Maryse Condé regala una voce forte e piena di vita a Tituba, una delle più celebri donne condannate per stregoneria durante il processo di Salem. Avvalendosi di documenti storici, Condé è in grado di ripercorrere accuratamente la vita di Tituba: così, il lettore ha la rara opportunità di leggere non solo delle sue origini e della donna che l’ha introdotta alle arti mediche, ma anche alcuni stralci tratti dai resoconti del famosissimo processo alle streghe.
Sebbene a prima vista il testo possa sembrare una biografia romanza di Tituba, tra le parole di Condé si nasconde molto altro. Più volte nel corso della narrazione Condé sottolinea la sua intenzione di fare di questo libro una denuncia dei soprusi che gli schiavi neri hanno sopportato nel corso della storia americana.

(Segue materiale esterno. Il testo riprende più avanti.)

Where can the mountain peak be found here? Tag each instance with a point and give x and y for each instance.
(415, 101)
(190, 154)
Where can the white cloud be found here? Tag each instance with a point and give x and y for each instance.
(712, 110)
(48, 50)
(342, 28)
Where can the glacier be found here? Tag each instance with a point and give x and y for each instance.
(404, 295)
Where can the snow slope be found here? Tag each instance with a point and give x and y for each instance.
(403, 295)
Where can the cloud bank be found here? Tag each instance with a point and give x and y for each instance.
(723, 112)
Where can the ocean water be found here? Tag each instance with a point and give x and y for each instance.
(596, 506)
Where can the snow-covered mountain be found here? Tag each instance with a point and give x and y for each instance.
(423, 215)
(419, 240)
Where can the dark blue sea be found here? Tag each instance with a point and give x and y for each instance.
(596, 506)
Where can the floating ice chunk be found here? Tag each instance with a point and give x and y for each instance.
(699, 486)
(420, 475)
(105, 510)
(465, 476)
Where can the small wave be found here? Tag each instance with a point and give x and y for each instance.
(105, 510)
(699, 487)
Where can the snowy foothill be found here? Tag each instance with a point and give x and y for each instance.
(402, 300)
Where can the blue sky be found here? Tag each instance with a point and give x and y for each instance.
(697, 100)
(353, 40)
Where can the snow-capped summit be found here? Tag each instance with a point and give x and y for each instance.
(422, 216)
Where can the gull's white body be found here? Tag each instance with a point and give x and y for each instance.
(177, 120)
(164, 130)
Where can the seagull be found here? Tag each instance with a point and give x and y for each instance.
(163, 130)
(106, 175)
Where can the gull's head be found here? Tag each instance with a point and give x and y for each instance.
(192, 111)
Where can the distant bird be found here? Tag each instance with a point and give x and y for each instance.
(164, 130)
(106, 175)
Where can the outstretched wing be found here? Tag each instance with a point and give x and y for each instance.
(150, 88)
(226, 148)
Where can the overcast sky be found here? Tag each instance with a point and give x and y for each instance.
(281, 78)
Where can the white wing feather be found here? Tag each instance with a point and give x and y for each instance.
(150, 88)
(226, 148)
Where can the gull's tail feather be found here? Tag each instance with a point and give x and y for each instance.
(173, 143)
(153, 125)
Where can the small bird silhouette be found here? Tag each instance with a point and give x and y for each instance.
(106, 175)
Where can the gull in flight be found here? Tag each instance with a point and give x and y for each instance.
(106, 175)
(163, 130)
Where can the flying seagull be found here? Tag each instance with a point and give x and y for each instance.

Tituba diventa il simbolo di tutte le ingiustizie, passate e presenti, e per questo l’autrice non risparmia al lettore neanche un particolare delle torture che lei e altre donne e uomini neri hanno dovuto subire in schiavitù. Condé si avvale delle capacità mistiche di Tituba per farle “prevedere il futuro”: in queste previsioni Tituba scopre che i processi di Salem saranno dichiarati illegali e tutti condannati saranno assolti. O meglio, quasi tutti, perché nelle sue visioni Tituba vede che per lei e per tutti gli altri neri non ci sarà alcuna assoluzione solo l’oblio, come se la storia avesse deciso di cancellarli per sempre.

Il narratore è in prima persona singolare, uno stile che permette alla scrittrice di dare maggiore profondità al cuore e ai pensieri della protagonista.
La Tituba di Condé è una donna che ama ed è proprio il suo amore, per la vita e per gli altri, a metterla spesso nei guai. Nonostante sia nata schiava in un mondo che sembra desideroso di farle solo del male, Tituba non è in grado di odiare: la sua forza è quella di un albero che anche davanti alle tempeste più forti, resiste.
Proprio questa sua risolutezza le causa non pochi problemi all’interno della narrazione ma, nonostante questo, è interessante vedere come Tituba sia in grado di restare coerente e accogliere non solo i risultati positivi dei suoi comportamenti ma anche e soprattutto quelli negativi.
Gli altri personaggi sono appena accennati: sono ombre che di tanto in tanto incontrano Tituba per poi allontanarsi di nuovo da lei; nessuno di loro spicca davvero nella sua interezza o profondità e tutti lasciano spazio alla protagonista che alle sue riflessioni. Sebbene possa sembrare un difetto, io ho trovato questa scelta narrativa apprezzabile: Tituba è un personaggio molto solitario e, così come non permette agli altri di conoscerla fino in fondo, non vuole andare oltre la superficie delle altre persone che la circondano. Proprio per questo resta spesso fregata e finisce per scoprire che le persone che credeva sue amiche sono in realtà nemici.

Il romanzo è un ottimo testo soprattutto per il messaggio di denuncia che vuole mandare, purtroppo però dal punto di vista stilistico non è altrettanto vincente. Ci sono troppi punti esclamativi all’interno della prosa che spezzano il ritmo narrativo e troppe frasi che si ripetono e danno un senso di “già letto” ad alcune pagine. Per questo, secondo me il romanzo vale un 8/10.
Vale la pena leggerlo per avere un’idea più chiara di cosa furono i processi di Salem o di cosa fosse considerata stregoneria all’epoca.